Натовцы настояли на том, чтобы в текст соглашения, обсуждавшегося в Бонне, в тот пункт, где говорилось о необходимости вывода югославских полицейских и вооруженных сил, не без ведома Черномырдина было добавлено слово «всех». Ивашов был категорически против этого и доказывал, что, как только сербская полиция и армия покинут Косово, неминуемо начнется резня (и тут он на все 100 процентов оказался прав, что и подтвердило уже вскоре развитие событий).
Сенсационная информация о наметившихся противоречиях между спецпредставителем российского президента и сопровождавшим его генералом Ивашовым мгновенно долетела до Москвы. В Госдуме тут же раздались требования пригласить Черномырдина, Иванова, Сергеева и Ивашова. В парламентских кабинетах звучали гневные реплики по поводу того, что «Черномырдин идет на уступки НАТО».
По военно-дипломатическим каналам в Москву из Белграда поступила и более серьезная информация: во время встречи с Милошевичем Черномырдин сказал ему, что представленный ему план урегулирования якобы полностью согласован с Кремлем и МИДом. А это не совсем соответствовало действительности.
Чтобы загасить зреющий скандал, советник Черномырдина Валентин Сергеев категорически опроверг «злостные слухи». Как потом выяснилось, то была неуклюжая попытка показать хорошую мину при плохой игре. Сергеев явно пытался спасать ЧВС.
Лукавую позицию занимал и маршал Сергеев. Отвечая на вопросы корреспондента «Интерфакса», он упорно настаивал: «Вы обязательно напишите: «Никаких противоречий нет».
Противоречия были, и очень серьезные.
В тот же день, поговорив с некоторыми генералами и офицерами МО и Генштаба, располагавшими сведениями о деталях переговоров с натовцами, я узнал, что Ивашов, которого поддерживал Иванов, вступил в конфронтацию с Черномырдиным. Более того, сам Леонид Григорьевич уже вскоре в интервью для телевидения в Минске подтвердил, что принципиально не согласен с рядом требований и положений плана, предложенного натовским руководством:
— План содержит в себе ряд опасных моментов, угрожающих суверенитету СРЮ, а при его реализации Россия попадает в зависимость от НАТО.
Его смелостью и логикой нельзя было не восхищаться. Этот русский генерал, которого я знал еще с конца 80-х, уже много раз был сильно бит судьбой за то, что не умел угодливо подстраиваться под мнение стоявших над ним политиков и военачальников. И даже после того, как его после августовских событий 1991 года наказали смещением с высокой должности начальника Управления делами МО «за лояльность к маршалу Язову» и слишком самостоятельную позицию, он так и не научился держать нос по ветру, поддакивать кремлевским или правительственным чиновникам.
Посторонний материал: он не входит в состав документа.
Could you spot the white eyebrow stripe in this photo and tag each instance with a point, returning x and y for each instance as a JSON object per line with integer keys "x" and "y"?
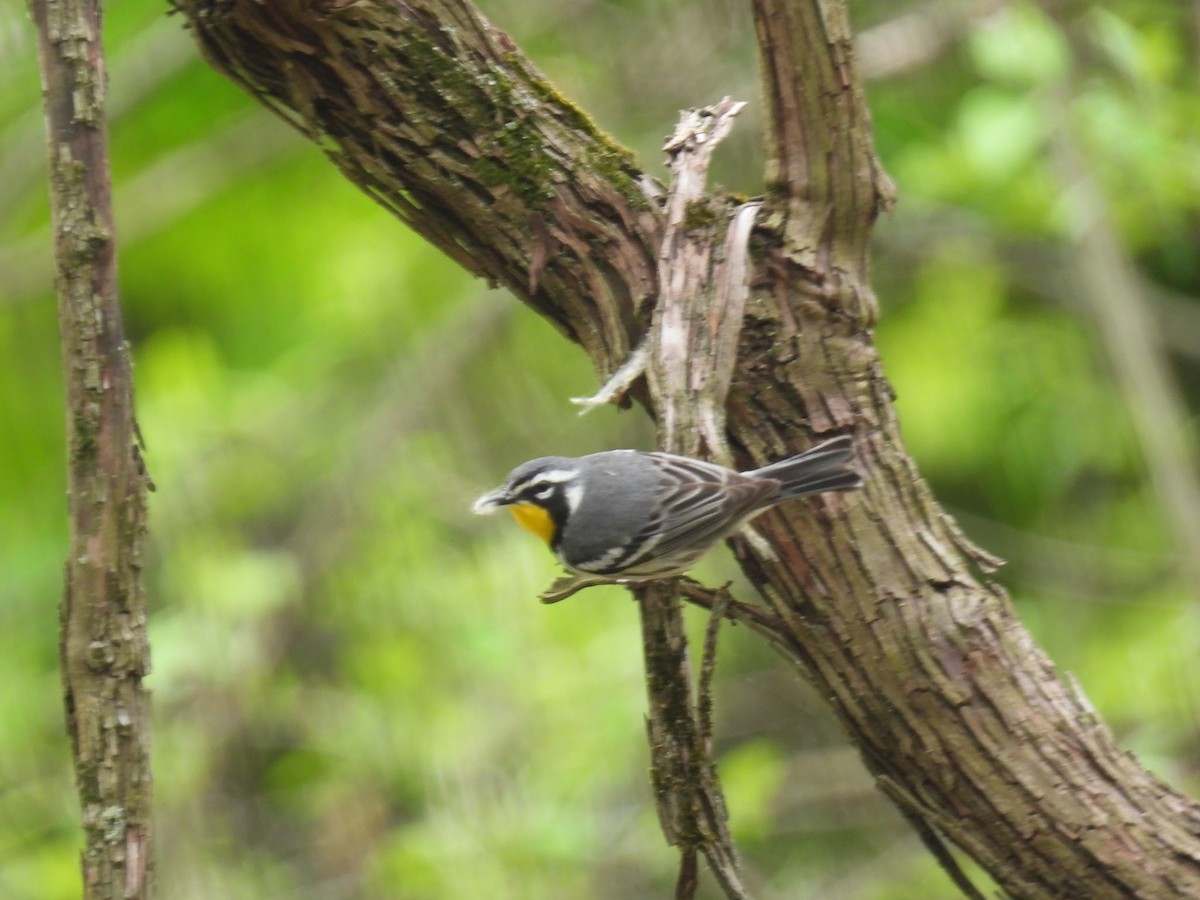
{"x": 552, "y": 477}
Вместе с министром обороны и генералом Ивашовым мне довелось участвовать во многих переговорах с натовцами. И везде, будь то в Москве, Брюсселе или Риме, Леонид Григорьевич неизменно следовал принципам, которые отвечали высшим интересам России. Чем больше мне приходилось сталкиваться с Ивашовым во время службы на Арбате, тем чаще я замечал, что его взгляды на отношения России и НАТО, особенно после принятия блоком решения о расширении на Восток, начинают ужесточаться.
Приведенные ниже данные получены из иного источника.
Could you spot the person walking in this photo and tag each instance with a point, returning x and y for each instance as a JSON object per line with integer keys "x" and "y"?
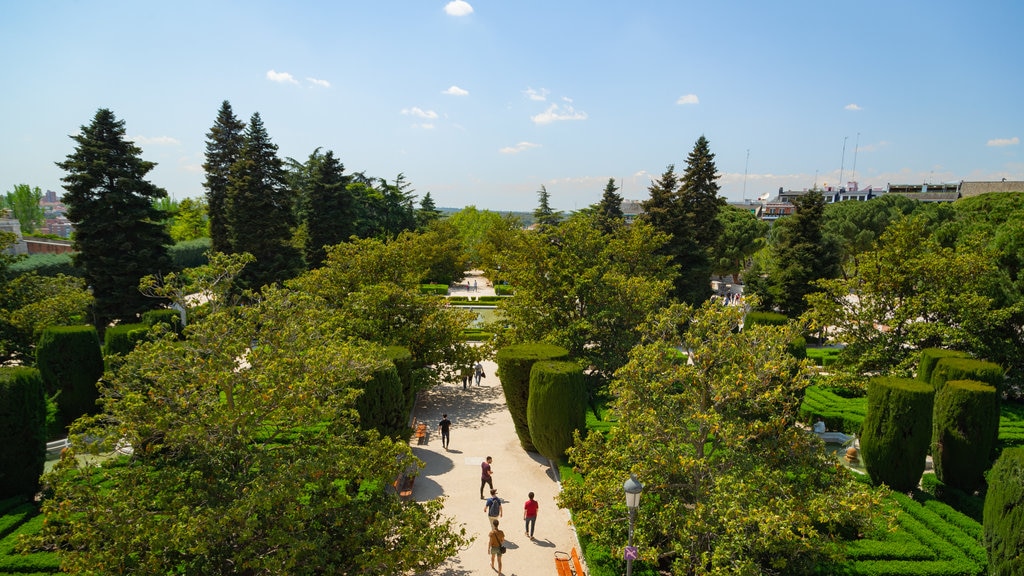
{"x": 529, "y": 515}
{"x": 485, "y": 475}
{"x": 493, "y": 506}
{"x": 496, "y": 545}
{"x": 444, "y": 427}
Происходила своеобразная трансформация, за которой я с большим любопытством наблюдал, поскольку всегда считал Леонида Григорьевича неким мерилом нравственного и профессионального авторитета. И признаюсь, что даже короткие минуты нашего общения часто использовал для того, чтобы выверить взгляды и выводы, которые как пресс-секретарю министра обороны надо было использовать при подготовке тезисов статей и выступлений Родионова по внутренней и международной военной проблематике.
После этого Игорь Николаевич сам корректировал текст и всегда интересовался, с кем из специалистов МО и Генштаба я согласовывал материал. Если проект статьи или речи поступал с визой Ивашова, то он обычно подвергался правке в минимальной степени (вывод управления Ивашова из подчинения начальнику Генштаба и «замыкание» его в 1996 году на министра был доказательством того, что Родионов стремился приближать к себе лучшие интеллектуальные силы).